Dona Hortência estava sentada na sala, assistindo à televisão. Mantinha olhar distante, típico dos momentos em que sua memória começava a falhar. De repente, pediu ao marido, Sr. Lourenço, que fosse buscar uma laranja na cozinha.

Lourenço, com sua mobilidade limitada, hesitou por um instante. Clara, sempre atenta, se aproximou com um sorriso acolhedor.

— Posso ajudar, senhor Lourenço? – E olhou para D. Hortência com carinho. – O amor de sua vida vai querer laranja das suas mãos, não é? — disse e estendeu a mão para apoiá-lo.

Sentindo-se útil e valorizado, Lourenço aceitou a ajuda. Juntos foram até a cozinha.

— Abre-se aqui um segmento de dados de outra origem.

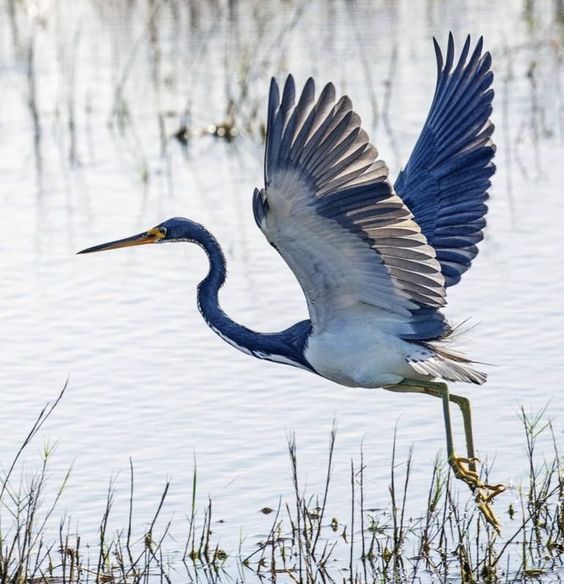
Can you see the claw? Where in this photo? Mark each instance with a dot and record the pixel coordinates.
(484, 493)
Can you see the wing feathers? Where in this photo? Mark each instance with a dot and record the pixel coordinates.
(446, 179)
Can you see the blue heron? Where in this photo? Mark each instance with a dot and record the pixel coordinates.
(374, 260)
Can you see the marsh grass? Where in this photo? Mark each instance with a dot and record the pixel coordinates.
(447, 541)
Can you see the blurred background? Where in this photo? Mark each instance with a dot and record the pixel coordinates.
(116, 115)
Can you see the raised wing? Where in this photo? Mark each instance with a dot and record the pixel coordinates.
(330, 211)
(445, 182)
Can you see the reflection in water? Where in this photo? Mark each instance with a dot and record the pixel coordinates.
(111, 83)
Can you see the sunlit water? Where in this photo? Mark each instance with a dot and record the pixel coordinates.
(148, 380)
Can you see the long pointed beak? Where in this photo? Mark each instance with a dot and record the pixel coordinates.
(151, 236)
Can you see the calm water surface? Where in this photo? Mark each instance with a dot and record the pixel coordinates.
(110, 83)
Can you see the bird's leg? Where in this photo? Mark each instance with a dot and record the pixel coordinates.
(464, 405)
(463, 468)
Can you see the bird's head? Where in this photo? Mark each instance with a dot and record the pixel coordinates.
(175, 229)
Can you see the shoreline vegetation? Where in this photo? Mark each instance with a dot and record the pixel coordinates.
(447, 541)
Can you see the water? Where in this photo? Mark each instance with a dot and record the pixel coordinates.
(109, 85)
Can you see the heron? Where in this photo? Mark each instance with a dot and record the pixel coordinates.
(374, 260)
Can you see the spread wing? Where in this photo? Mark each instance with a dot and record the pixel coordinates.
(330, 211)
(446, 179)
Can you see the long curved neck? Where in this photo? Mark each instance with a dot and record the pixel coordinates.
(286, 346)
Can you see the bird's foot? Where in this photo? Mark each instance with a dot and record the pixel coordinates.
(484, 492)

Dona Hortência, satisfeita por ter seu pedido atendido, voltou a se concentrar na televisão, enquanto Clara percebia o clima com um sentimento profundo de humanidade e cuidado.

Naquele momento, a rotina simples se transformava em um gesto de amor compartilhado, em que cada um encontrava seu lugar e sua importância na pequena família que formavam.

Não havia ali qualquer espécie de documento comprobatório de obrigação de demonstração de presença, de carinho. Havia apenas manifestação da consciência sobre a própria importância no espaço de cada um.

Recostada no batente da porta de acesso à cozinha, Helena – advogada, filha do casal – apreciava a cena familiar. Tinha acabado de chegar de audiência jurídica. Nela, defendia direitos pecuniários de simpática senhora abandonada no asilo por três filhos. Os três detinham gordas contas bancárias… geradas a partir dos esforços da própria mãe em períodos antigos da vida.

“Tem-se dedicação e amor pelo histórico de vida, não histórico bancário”, definiu Helena.